Wind speed indicator with wind chill chart
Must get real cold at some weather stations.

This particular wind speed indicator hasn’t been functional in ages, but at some point it was probably useful in determining whether or not to go outside for telescope observations. Wind is of concern in astronomy, as it can produce poor seeing and – when really strong – cause telescopes to shake. But wind chill is the more immediate concern. Cold nights can be good for observing, with clear skies and good seeing, but rough on fingers and toes.

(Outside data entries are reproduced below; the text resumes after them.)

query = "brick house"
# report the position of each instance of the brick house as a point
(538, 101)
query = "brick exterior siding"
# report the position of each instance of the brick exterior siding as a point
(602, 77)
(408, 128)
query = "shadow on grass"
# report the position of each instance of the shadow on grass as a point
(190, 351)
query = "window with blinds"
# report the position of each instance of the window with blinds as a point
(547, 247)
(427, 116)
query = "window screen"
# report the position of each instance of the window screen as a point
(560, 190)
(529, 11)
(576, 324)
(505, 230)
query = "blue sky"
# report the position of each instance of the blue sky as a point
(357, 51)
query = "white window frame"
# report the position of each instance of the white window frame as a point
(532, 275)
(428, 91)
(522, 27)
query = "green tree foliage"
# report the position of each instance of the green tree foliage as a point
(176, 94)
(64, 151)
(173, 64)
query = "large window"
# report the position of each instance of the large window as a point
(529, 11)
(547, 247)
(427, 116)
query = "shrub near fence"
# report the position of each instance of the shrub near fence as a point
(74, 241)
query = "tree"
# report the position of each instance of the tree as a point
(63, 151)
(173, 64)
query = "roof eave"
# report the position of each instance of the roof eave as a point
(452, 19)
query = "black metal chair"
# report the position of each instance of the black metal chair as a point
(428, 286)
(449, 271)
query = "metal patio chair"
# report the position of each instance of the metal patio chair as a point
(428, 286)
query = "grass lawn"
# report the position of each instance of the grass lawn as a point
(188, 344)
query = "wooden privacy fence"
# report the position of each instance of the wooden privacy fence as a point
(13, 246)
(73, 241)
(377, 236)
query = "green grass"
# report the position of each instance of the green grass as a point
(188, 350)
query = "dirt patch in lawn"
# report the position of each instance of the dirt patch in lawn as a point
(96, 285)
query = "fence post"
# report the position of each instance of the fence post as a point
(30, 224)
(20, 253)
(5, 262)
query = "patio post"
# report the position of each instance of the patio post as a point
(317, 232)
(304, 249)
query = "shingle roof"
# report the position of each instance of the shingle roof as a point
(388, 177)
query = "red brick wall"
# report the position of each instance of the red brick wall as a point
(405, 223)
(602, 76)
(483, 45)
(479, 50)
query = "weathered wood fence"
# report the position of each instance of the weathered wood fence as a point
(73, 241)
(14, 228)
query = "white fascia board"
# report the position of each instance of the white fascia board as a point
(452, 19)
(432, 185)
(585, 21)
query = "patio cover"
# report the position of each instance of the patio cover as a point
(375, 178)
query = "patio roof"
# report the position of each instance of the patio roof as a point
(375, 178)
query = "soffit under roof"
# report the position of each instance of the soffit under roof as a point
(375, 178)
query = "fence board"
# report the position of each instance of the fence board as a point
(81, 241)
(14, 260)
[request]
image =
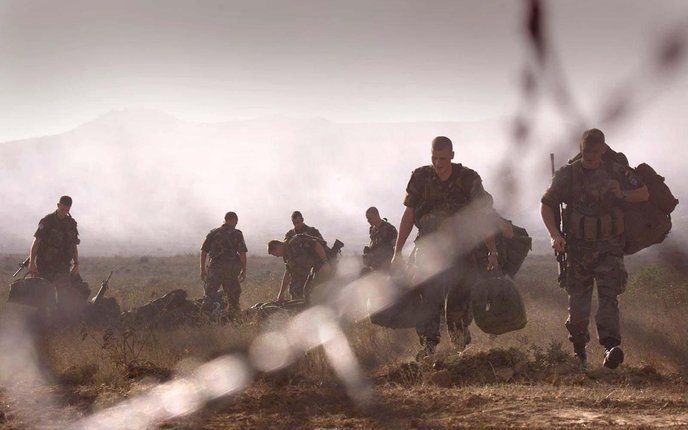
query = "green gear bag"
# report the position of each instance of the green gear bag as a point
(497, 306)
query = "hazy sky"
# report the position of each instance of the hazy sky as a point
(66, 62)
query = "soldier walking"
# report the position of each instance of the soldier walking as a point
(378, 254)
(434, 195)
(305, 260)
(54, 255)
(300, 227)
(593, 188)
(226, 248)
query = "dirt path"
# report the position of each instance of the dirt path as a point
(512, 405)
(496, 406)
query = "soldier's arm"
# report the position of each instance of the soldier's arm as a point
(405, 228)
(242, 258)
(204, 257)
(548, 218)
(321, 252)
(75, 259)
(32, 255)
(283, 287)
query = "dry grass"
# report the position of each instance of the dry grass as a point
(653, 322)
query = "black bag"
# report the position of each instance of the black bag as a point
(644, 226)
(497, 306)
(517, 249)
(36, 292)
(648, 223)
(660, 195)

All of that standing still, lack of warming sunshine, etc. doesn’t do a lot to counter a cold night. Maybe think ahead and bring along a hot beverage?

An awful lot of that chart is devoted to conditions when no one should be outside at all. One line of thought considers that a chart with all of your category indicators bunched up on the left isn’t the ideal for communicating information visually. Another notes that an endless tundra of negative numbers tells you enough without needing the particulars.

Ranger 4

NASA press release details on the Ranger 4 launch
The rest were on white paper. Why yellow for Ranger 4?

We have several boxes of NASA press releases from the height of the space age, for the simple reason that it’s easier to pack things away than to sort and dispose of junk. None of them are worth much, really, but they can be entertaining. Take this, for example, a summary of the Ranger 4 launch. Not mentioned here, but interesting: Ranger 4 was the first US spacecraft to reach another solar system body.

By crashing into the Moon, as intended. You can read more in a brief summary by Leonard David, or by skimming Wikipedia.

Entertaining bits gleaned from the Space Activities Summary:

  • Major Objectives Impact Moon”
  • Major Results Impacted Moon”
  • Velocity is listed as “At lunar impact, 5,963 mph,” but can safely be assumed to be zero very shortly thereafter.
  • The “rough-land survivable seismometer” likely didn’t, although the fact that it crashed on the far side means we’ll never know.
  • There may have been “[n]o scientific data obtained,” but they did slam a space probe into the Moon, and before anyone else.

Big Dipper

Pushpins in a Big Dipper shape
The backside of the bear.

A surprise discovery on a hallway bulletin board at the Observatory: a push pin Big Dipper!

It’s good and charming and subtle, and we can forgive that this version has eight stars instead of the night sky’s seven. (Not counting the visual double of Mizar and Alcor where the handle kinks.) Someone did this on a whim, and now it’s hard to resist the idea of putting up others all over campus to see who notices.

Have a great semester break!

Reticle Wire

Packets of fine reticle wire
Old boxes carry neat stuff.

Making an ‘X’ across your telescope’s eyepiece is a handy thing, letting you mark the center instead of eyeballing it. There are all sorts of reasons you might appreciate that little bit of assistance, provided it doesn’t actively interfere with seeing things. So you use as fine a wire as you can. Which is going to break, of course, so keep some spares in the desk drawer.

How thin? This is AWG 53, all of 0.0007 inches thick (0.0178 mm). Enough to make even the finest human hair seem chunky in comparison.

The Old Observatory

Old Observatory floor plan
Simple. Straightforward. No restrooms.

Our Observatory is the second on campus, a replacement for the 1887 original. That one was constructed to house our antique Clark refractor telescope, an early gift from William Bucknell, because it’s really not the sort of instrument you set up on the front lawn when the skies are looking decent.

Here we see the building’s layout as of June, 1959, presumably as discussions were underway regarding the renovations that would begin in 1962. During which one of these walls would collapse, necessitating a relatively hasty pivot to create the current Observatory to maintain the astronomy program. (We’re very grateful for that, sixty years later.)

Should we expect restrooms in an 1889 structure? Which way is north? Did the individual drafting up these plans just not like drawing doors? What’s that unlabeled space “south” of the office? When transitioning a class from the classroom to the observation dome upstairs, do you lead the students through your office or make them go outside? So many questions.